Advertisement While Mr Wu’s assertions may calm some fears about disruption of shipping lanes, it nonetheless suggests that China is continuing to actively press its claim to wide swathes of the sea, including dozens of islands that other countries say are theirs. And top Chinese officials have not yet clarified their intent, leaving room for speculation.
The new laws, passed by the provincial legislature, come less than a month after China’s new leader, Xi Jinping, took office, and as China remains embroiled in a serious territorial dispute with Japan in the East China Sea over islands known in China as Diaoyu and as Senkaku in Japan.
The laws appear to have little to do with Mr Xi directly, but they reinforce the fears that China, now the owner of an aircraft carrier and a growing navy, is ploughing ahead with plans to enforce its claims that it has sovereign rights over much of the sea.
If China were to enforce these new rules fully beyond the 12-mile zones, naval experts say, freedom of navigation would be at stake, a principle that benefits not only the United States and other Western powers but also China, a big importer of Middle Eastern oil.
As in many aspects of the increasingly heated arguments over China and its role in the South China Sea, the exact meaning of the new regulations has not been explained yet by top Chinese officials.
In an interview here on Saturday, Mr Wu said the new regulations applied to all of the hundreds of islands scattered across the sea, and their surrounding waters, including islands claimed by several other countries such as Vietnam and the Philippines.
”It covers all the land features inside the nine-dash line and adjacent waters,” Mr Wu said.

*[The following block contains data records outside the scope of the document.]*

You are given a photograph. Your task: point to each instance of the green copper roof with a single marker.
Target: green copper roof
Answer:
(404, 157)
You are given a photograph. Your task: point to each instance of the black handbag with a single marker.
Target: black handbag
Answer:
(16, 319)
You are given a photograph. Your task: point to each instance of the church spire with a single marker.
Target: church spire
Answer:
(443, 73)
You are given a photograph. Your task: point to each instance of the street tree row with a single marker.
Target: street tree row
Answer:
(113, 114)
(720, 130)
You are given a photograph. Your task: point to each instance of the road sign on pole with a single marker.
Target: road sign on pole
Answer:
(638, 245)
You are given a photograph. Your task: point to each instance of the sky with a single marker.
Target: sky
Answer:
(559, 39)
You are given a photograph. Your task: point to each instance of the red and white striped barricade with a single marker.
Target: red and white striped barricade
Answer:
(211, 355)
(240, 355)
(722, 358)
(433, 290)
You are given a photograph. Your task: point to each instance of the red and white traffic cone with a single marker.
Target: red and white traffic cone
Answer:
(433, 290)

The nine-dash line refers to a map that China drew up in the late 1940s that demarcates its territorial claims – about 80 per cent of the South China Sea.
That map forms the basis for China’s current claims.
Some neighbouring countries were outraged when China recently placed the nine-dash map on its new passports.
Vietnam has refused to place its visa stamps in the passports as they are, insisting a separate piece of paper be added for the stamp.
The Philippines, an ally of the United States and one of the most vociferous critics of China’s claims in the South China Sea, reacted strongly to the new rules.
In a statement, the Foreign Ministry in Manila said on Saturday: ”This planned action by China is illegal and will validate the continuous and repeated pronouncements by the Philippines that China’s claim of indisputable sovereignty over virtually the entire South China Sea is not only an excessive claim but a threat to all countries.”